Da Redação
A nova embarcação, Oyvon, foi reformada e equipada para resgatar os sobreviventes que cruzam uma das rotas migratórias mais mortais do mundo
A organização humanitária internacional Médicos Sem Fronteiras (MSF) anunciou hoje (12/11), a retomada de suas atividades de busca e salvamento no mar Mediterrâneo central, quase um ano após ter sido forçada a encerrar as operações.
MSF está lançando seu novo navio de resgate, Oyvon, que significa “esperança para a ilha” em norueguês. A embarcação foi reformada e equipada para realizar salvamentos em uma das rotas migratórias mais mortais do mundo. O Oyvon foi anteriormente utilizado como navio-ambulância na Noruega.

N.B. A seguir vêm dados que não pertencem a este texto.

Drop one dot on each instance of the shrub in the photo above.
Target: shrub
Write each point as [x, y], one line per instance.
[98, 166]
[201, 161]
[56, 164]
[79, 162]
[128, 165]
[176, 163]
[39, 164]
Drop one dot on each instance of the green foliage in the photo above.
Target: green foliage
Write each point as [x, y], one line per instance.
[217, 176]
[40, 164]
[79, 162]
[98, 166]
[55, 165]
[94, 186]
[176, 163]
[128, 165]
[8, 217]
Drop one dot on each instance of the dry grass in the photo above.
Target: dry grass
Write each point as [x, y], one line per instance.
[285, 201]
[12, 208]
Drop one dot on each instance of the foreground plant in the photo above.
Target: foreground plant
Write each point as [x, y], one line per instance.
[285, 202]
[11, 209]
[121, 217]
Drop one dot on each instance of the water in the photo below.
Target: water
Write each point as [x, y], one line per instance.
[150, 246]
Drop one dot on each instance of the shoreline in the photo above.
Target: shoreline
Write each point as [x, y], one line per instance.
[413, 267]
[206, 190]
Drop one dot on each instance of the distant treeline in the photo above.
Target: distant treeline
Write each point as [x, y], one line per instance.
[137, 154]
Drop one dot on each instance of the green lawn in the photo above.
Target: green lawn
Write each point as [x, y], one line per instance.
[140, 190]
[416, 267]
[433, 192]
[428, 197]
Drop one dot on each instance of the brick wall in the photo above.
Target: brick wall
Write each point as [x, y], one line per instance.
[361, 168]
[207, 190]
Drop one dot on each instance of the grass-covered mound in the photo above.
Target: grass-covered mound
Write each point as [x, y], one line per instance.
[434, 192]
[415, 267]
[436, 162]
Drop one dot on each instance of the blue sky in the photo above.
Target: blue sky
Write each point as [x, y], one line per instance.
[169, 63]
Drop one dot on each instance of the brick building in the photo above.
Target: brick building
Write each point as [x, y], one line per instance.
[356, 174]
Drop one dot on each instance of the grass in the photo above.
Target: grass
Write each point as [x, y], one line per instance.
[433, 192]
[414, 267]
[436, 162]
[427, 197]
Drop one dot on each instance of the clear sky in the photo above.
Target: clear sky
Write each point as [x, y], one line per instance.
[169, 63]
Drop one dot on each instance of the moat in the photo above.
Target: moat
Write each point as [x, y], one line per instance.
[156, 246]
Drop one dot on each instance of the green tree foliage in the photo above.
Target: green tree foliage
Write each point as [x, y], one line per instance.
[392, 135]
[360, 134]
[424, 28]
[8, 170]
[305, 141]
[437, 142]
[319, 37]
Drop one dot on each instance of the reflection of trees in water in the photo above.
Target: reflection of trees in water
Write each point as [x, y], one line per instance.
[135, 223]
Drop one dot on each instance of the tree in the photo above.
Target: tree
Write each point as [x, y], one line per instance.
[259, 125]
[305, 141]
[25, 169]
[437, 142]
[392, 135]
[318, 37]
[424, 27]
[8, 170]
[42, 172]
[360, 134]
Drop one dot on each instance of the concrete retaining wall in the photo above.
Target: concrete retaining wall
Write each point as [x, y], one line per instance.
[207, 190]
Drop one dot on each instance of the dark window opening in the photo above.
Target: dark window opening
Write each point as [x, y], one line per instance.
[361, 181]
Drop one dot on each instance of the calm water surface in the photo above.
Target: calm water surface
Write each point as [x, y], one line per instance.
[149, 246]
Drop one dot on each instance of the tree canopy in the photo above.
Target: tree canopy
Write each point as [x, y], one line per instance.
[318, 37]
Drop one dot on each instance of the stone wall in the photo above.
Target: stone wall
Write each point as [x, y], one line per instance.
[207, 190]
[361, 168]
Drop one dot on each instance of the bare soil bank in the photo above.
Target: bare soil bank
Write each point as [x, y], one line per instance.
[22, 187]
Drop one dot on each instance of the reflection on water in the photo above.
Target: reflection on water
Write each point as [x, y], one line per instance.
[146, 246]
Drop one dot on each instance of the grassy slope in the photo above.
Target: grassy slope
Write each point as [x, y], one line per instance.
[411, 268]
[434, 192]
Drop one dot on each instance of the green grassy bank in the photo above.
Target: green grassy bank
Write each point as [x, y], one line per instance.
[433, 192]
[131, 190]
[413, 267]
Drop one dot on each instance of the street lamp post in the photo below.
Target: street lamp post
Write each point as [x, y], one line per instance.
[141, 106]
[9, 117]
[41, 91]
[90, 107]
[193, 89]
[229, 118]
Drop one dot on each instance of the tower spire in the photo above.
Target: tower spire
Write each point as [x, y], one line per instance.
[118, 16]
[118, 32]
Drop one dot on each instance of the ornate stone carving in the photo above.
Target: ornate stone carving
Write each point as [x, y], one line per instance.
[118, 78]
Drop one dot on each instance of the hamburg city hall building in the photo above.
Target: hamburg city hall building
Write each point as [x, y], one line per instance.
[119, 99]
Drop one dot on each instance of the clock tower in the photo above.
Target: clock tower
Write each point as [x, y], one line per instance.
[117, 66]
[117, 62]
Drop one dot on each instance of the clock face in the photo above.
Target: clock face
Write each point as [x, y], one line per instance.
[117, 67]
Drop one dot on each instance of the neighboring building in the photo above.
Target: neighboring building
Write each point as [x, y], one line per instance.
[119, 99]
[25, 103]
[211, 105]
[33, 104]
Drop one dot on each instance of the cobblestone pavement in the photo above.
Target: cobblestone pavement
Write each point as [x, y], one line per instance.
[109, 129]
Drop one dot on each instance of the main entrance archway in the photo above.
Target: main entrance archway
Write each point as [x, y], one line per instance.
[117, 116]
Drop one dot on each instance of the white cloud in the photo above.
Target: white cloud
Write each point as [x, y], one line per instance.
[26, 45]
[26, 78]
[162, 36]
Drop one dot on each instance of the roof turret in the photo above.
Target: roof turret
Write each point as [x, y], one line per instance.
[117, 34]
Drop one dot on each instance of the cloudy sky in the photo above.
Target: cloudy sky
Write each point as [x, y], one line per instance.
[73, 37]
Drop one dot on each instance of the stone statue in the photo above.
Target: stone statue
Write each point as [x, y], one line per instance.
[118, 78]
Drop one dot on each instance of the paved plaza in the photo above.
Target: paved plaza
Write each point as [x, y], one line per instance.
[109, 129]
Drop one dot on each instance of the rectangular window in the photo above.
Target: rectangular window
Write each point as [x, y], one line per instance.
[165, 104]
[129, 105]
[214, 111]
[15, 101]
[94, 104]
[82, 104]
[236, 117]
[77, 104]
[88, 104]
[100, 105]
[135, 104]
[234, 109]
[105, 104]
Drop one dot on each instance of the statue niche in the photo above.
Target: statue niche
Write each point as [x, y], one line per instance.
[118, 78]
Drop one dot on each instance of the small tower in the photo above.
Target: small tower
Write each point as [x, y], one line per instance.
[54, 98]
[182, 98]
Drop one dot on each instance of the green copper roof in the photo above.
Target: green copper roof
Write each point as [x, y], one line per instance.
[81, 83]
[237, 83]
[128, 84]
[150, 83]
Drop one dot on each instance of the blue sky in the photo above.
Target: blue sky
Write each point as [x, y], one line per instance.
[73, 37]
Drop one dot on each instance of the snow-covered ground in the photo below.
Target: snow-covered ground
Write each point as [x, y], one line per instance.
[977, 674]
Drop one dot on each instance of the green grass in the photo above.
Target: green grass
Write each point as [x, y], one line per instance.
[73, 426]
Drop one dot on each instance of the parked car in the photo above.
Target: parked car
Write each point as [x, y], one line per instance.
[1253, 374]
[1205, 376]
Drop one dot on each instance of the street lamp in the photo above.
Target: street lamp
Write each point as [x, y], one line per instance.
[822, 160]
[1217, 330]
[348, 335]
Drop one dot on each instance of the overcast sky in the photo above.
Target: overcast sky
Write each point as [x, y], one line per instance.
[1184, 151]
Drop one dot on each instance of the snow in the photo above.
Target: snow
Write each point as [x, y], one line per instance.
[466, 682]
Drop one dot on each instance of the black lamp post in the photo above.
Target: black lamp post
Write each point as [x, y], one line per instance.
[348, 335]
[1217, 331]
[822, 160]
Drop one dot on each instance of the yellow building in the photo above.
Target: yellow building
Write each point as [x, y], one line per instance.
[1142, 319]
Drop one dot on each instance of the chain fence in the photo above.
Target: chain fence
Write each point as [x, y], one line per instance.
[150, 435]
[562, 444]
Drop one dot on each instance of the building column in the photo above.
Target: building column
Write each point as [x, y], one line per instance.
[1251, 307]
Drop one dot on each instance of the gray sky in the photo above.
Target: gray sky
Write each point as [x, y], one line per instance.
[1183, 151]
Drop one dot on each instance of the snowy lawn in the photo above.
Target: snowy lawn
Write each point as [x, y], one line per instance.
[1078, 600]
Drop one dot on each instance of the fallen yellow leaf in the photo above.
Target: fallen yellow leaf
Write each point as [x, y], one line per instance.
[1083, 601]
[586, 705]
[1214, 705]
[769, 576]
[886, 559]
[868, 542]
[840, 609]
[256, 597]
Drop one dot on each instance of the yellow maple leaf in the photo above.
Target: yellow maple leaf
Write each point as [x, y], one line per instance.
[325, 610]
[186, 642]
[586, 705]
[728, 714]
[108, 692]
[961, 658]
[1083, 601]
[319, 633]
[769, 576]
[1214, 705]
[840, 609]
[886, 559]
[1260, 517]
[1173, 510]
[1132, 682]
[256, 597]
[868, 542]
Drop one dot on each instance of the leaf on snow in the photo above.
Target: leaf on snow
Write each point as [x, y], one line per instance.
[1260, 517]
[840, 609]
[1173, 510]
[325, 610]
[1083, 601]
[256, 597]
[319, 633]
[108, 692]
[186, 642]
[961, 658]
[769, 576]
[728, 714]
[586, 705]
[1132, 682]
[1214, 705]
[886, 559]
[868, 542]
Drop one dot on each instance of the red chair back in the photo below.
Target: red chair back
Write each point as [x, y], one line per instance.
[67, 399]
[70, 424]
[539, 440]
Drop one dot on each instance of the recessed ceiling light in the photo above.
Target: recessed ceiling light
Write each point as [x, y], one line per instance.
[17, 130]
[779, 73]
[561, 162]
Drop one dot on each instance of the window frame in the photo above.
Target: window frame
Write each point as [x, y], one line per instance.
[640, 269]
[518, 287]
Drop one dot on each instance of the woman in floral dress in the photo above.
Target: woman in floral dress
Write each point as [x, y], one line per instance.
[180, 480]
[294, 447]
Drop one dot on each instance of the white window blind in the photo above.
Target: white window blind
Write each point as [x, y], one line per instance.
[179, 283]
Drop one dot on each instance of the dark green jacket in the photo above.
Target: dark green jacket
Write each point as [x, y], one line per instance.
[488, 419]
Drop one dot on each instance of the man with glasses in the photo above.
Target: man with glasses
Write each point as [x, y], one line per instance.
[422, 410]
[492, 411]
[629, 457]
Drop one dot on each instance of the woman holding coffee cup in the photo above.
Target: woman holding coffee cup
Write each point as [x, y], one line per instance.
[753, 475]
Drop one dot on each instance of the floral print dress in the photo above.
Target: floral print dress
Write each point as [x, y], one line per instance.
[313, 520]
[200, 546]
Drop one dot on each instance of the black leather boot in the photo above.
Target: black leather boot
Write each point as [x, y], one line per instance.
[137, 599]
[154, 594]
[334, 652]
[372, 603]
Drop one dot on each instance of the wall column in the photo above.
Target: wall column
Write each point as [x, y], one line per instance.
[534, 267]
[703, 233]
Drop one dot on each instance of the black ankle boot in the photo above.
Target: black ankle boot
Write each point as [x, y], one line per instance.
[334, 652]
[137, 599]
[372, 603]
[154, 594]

“Como uma organização médica e humanitária, nosso compromisso de estar presente no mar e apoiar as pessoas em movimento é inabalável”, afirma Juan Matias Gil, representante das operações de resgaste e salvamento de MSF. “Voltamos para cumprir o dever de resgatar aqueles que se encontram em perigo no mar — pessoas forçadas a pegar botes e embarcações que não estão em condições de navegar, após terem enfrentado condições deploráveis e desumanas, detenção arbitrária, abuso e extorsões na Líbia.”
Políticas restritivas tornaram os trabalhos de busca e salvamento quase impossíveis
A organização foi forçada a interromper as atividades de resgate com seu navio anterior, o Geo Barents, em dezembro de 2024, após mais de dois anos operando sob leis e políticas italianas restritivas, principalmente, o Decreto Piantedosi e a prática de desembarque de sobreviventes em portos distantes. Essas regras tornaram inviável o trabalho do Geo Barents, que, apesar de capacidade para até 700 pessoas a bordo, era rotineiramente direcionado a portos distantes, transportando apenas cerca de 50 sobreviventes.
“A decisão de MSF de enviar uma embarcação menor e mais rápida é uma resposta estratégica às leis e práticas restritivas e obstrutivas impostas pelo governo italiano, que visa especificamente embarcações de resgate humanitário”, acrescenta Gil.
Ao retornar ao Mediterrâneo Central, MSF também pretende relatar e documentar as experiências de pessoas que fogem da Líbia, reunindo seus testemunhos sobre as interceptações violentas no mar realizadas pela Guarda Costeira Líbia e por outros atores. A organização também buscará registrar os casos de retorno forçado à Líbia, prática reconhecida pelos tribunais italianos e por órgãos das Nações Unidas como violação do direito marítimo internacional, dos direitos humanos e do direito dos refugiados.
Nos últimos meses, houve um aumento nos ataques violentos em águas internacionais cometidos pela Guarda Costeira da Líbia e por outros grupos armados contra pessoas que cruzam o Mediterrâneo. As embarcações de resgate humanitário também foram alvos dessas ações.
A tripulação de MSF a bordo do Oyvon inclui um médico e uma enfermeira para fornecer cuidados médicos em situações de risco de vida e tratar pessoas com hipotermia, inalação de combustível, queimaduras, bem como ferimentos que possam ter sofrido no ciclo de abuso e detenção na Líbia.
Notas para o editor:
O Mediterrâneo Central continua sendo uma das rotas de migração mais mortais do mundo, de acordo com a Agência das Nações Unidas para a Migração (OIM)[1], pelo menos 25.630 homens, mulheres e crianças morreram ou desapareceram neste trecho do mar desde 2014. Desse total, 1.810 somente em 2024. Isso significa que, em média, 5 pessoas morreram todos os dias, tornando 2024 o segundo ano mais mortal já registrado desde 2017.
MSF participa ativamente das atividades de busca e resgate no Mediterrâneo Central desde 2015, trabalhando em nove embarcações de resgate diferentes (sozinha ou em parceria com outras ONGs) e já resgatou mais de 94.200 pessoas.
Em janeiro de 2023, o Decreto Piantedosi (Decreto-Lei nº 1/2023) introduziu na Itália um novo conjunto de regras aplicáveis exclusivamente a embarcações de resgate civis, além de prever sanções pelo descumprimento dessas normas, que variam de 10 a 20 dias de detenção no porto até o confisco da embarcação.
Desde a implementação do punitivo Decreto Piantedosi, o Geo Barents foi penalizado quatro vezes, totalizando 160 dias de detenção. Entre dezembro de 2022 e dezembro de 2024, essas medidas obstrutivas também forçaram o navio a percorrer 64.966 quilômetros adicionais e permanecer 163 dias a mais no mar para chegar a portos distantes, no norte da Itália, a fim de desembarcar os sobreviventes resgatados — em vez de fazê-lo em portos mais próximos, no sul.